Bolivie. Le gouvernement réprime une marche et arrête le leader de l'organisation Tupac Katari
Publié le 11 Juin 2026
Publié le 11 juin 2026 /
L'arrestation a été publiquement confirmée par David Mamani, chef de l'organisation paysanne, qui a dénoncé une stratégie de persécution judiciaire et d'intimidation à l'encontre des militants qui réclament la démission du président Rodrigo Paz depuis 41 jours. L'arrestation de ce leader paysan de premier plan a eu lieu près de la Plaza Murillo, à la suite de la répression d'une marche des communautés quechua et aymara.
Le 41e jour des mobilisations populaires, la police bolivienne a procédé à l' arrestation du dirigeant de la Fédération départementale unifiée des travailleurs paysans de La Paz Túpac Katari , Vicente Salazar , au milieu des journées massives de mobilisation populaire qui secouent le centre du pouvoir.
L'arrestation de l'important leader paysan a eu lieu aux alentours de la Plaza Murillo après l'arrivée d'une grande marche de Quechuas et d'Aymaras du nord de Potosí, qui, avec des paysans de Túpac Catari, des organisations d'El Alto et le Centre des travailleurs boliviens (COB), réclament la fin des politiques néolibérales et la démission du président Rodrigo Paz.
Cependant, la police a utilisé des gaz lacrymogènes pour disperser la manifestation et a procédé à plusieurs arrestations. À ce jour, les autorités policières n'ont pas publié de rapport officiel sur le nombre d'arrestations.
L’arrestation a été publiquement confirmée par David Mamani , également dirigeant de l’organisation paysanne , qui a dénoncé l’action policière comme faisant partie d’une stratégie de persécution judiciaire et d’intimidation contre la base mobilisée.
Mamani a indiqué que les équipes de défense et les dirigeants syndicaux sont en état d'alerte permanente et mènent les procédures et enquêtes nécessaires avec les services de maintien de l'ordre afin de déterminer le nombre exact de travailleurs et de membres de la communauté détenus lors des manifestations de mercredi.
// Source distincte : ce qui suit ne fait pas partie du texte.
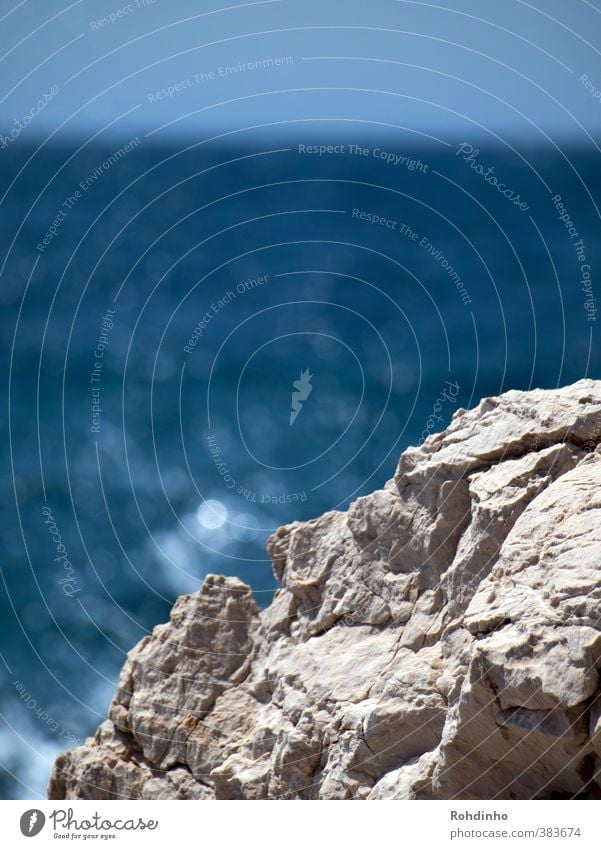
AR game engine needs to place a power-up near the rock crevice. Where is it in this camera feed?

« Nous dénonçons ces événements qui suscitent une profonde inquiétude parmi nos membres et les organisations sociales, car ils sont perçus comme des actions visant à faire taire la voix de ceux qui représentent légitimement les revendications du peuple », a déclaré la Fédération départementale des travailleurs paysans Tupac Katari dans un communiqué de presse publié ultérieurement.
Avant son arrestation rue Loayza et son transfert ultérieur dans les cellules de la police, le leader paysan Vicente Salazar a réaffirmé la légitimité des revendications des communautés indigènes et a averti que la voie de l'Exécutif devait être orientée vers l'écoute du mandat des majorités sociales, sous peine de faire face à un bouleversement social imminent.
Salazar a fermement condamné la promulgation de la loi 1732 par le président Rodrigo Paz , qui réglemente les états d'exception sur le territoire national, la qualifiant de provocation ouverte contre les organisations populaires qui défendent aujourd'hui leurs droits historiques légitimes dans les rues.
Dans les jours précédents, le secrétaire exécutif de la Fédération départementale unifiée des travailleurs paysans de La Paz Túpac Katari, Vicente Salazar Limachi, a catégoriquement démenti les déclarations officielles du régime de Rodrigo Paz , qui cherchaient à établir le faux récit d'une prétendue approche de l'organisation indigène à une table de négociation avec l'Exécutif.
Le leader indigène a qualifié les affirmations du gouvernement de manœuvre de désinformation grossière, précisant que ni l'organisation Túpac Katari ni l'organisation féminine Bartolina Sisa n'avaient entamé de dialogue, soumis de pétitions officielles ou demandé à négocier avec les représentants du palais présidentiel.
Salazar Limachi a critiqué les déclarations présidentielles et la mise en place des médias, affirmant qu'elles ne visaient qu'à semer la discorde interne et à briser l'unité de la résistance populaire dans les campagnes et les provinces.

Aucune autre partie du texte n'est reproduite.